A number of crashes during the preliminary rounds illustrated just how precarious a sport this is, and how fine the margins are between emerging with victory or leaving empty-handed.
Evans is the sixth-ranked rider in the world but with the current world champion, Sylvain Andre from France, in the field, there were few who tipped the Englishman for gold. However, Evans looked the form rider going into the final and having grabbed the lead from the off, never relinquished first place in a frenetic but ultimately controlled ride.
This victory was the 24-year-old from Manchester’s first major championship win and while he had stated prior to these European Championships that gold was his target, he admitted he was both relieved and delighted to have executed such a performance when it really mattered.
“It was a bit of a whirlwind. I came into the event knowing I’d not left any stone unturned but you never know how things are going to go,” he said.
“You can never go into a race feeling really confident, especially with the class of riders that were here. So you really have to be firing on all cyclinders to do well and for me to do that in front of a home crowd was amazing.”
In an extraordinary - and entirely unanticipated - turn of events, Evans’ GB teammate Kye Whyte came through to take silver, with the 18-year-old pushing world champion Andre into bronze medal position.

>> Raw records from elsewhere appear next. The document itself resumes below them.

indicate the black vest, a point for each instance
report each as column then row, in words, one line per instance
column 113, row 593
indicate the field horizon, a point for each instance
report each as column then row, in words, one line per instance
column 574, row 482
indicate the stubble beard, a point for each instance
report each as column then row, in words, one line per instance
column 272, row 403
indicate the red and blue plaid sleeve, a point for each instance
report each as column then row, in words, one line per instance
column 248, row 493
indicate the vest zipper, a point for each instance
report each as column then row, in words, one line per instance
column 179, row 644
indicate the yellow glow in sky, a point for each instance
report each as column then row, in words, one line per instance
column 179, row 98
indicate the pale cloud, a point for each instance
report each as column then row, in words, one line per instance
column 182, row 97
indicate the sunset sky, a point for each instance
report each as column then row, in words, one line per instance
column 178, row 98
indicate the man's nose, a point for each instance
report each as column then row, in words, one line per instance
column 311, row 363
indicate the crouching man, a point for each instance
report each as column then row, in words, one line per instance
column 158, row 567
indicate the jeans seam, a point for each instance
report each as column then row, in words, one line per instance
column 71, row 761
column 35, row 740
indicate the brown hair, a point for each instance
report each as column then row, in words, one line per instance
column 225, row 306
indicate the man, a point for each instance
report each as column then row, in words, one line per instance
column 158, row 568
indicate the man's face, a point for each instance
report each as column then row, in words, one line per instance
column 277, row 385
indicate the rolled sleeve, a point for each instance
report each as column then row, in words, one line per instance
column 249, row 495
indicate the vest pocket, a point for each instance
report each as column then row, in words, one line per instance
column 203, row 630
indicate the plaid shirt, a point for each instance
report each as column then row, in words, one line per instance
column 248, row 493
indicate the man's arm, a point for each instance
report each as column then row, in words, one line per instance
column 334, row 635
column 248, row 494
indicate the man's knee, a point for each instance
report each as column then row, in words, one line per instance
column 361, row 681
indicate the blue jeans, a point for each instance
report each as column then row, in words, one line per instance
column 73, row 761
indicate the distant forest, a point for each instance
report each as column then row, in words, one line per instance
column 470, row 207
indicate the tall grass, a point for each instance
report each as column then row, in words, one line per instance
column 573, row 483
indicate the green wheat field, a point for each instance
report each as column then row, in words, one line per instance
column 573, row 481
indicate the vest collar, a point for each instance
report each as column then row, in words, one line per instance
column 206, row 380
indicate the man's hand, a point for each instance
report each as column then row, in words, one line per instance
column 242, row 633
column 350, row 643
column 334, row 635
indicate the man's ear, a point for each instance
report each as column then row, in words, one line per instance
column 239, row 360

Whyte had talked in the lead-up to this event of the tough time he has had to get to this point in his career, including having to struggle to escape the lifestyle many fall into in his home area of Peckham, South London, bleeding on the brain caused by a crash while racing and his subsequent withdrawal of funding, leaving him in the lurch when it came to pursuing his BMX career.
But the teenager was welcomed back into the GB fold last year and he admits that he cannot quite believe his progress.
“It’s been a long journey to get to this point,” he said.
“If someone had said to me a few years ago I’d be European silver medallist, I wouldn’t have believed it. And for it to be behind my teammate makes it even better.
“To get a silver at this age, in only my first year in elite - I wouldn’t have believed it. It’s really positive for the future too - hopefully it’ll bring more medals.
“I definitely feel like I’ve proven a point to people. There were some people who believed in me but I don’t think even they believed I could reach this level. I think people maybe thought that I could make the final here in Glasgow, but they expected I’d come last or somewhere like that. So to get second, it’s brilliant.”
In the women’s race, things went far more to plan with reigning world champion, Laura Smulders, taking gold ahead of Denmark’s Simone Tetsche and Russia’s Yaroslava Bondarenko, who took silver and bronze.
GB’s top rider, Bethany Shriever, crashed out in the semi-finals but the former world junior champion was understandably disappointed but was able to look at things philosophically.
“I’m glad to walk away from it not injured - that’s the main thing,” the 19-year-old said.
“I’m pretty gutted though. I just didn’t quite get the start I wanted but I didn’t back down and then I came together with another girl and that was it.
It is pretty disappointing but there’s going to be so many other races for me so I just need to take the positives from it and look forward to the next race.
"This is definitely just part of the sport - you’re going to crash. But I’d have loved to have gone through here, especially in front of a home crowd. But it’s just one of those things.”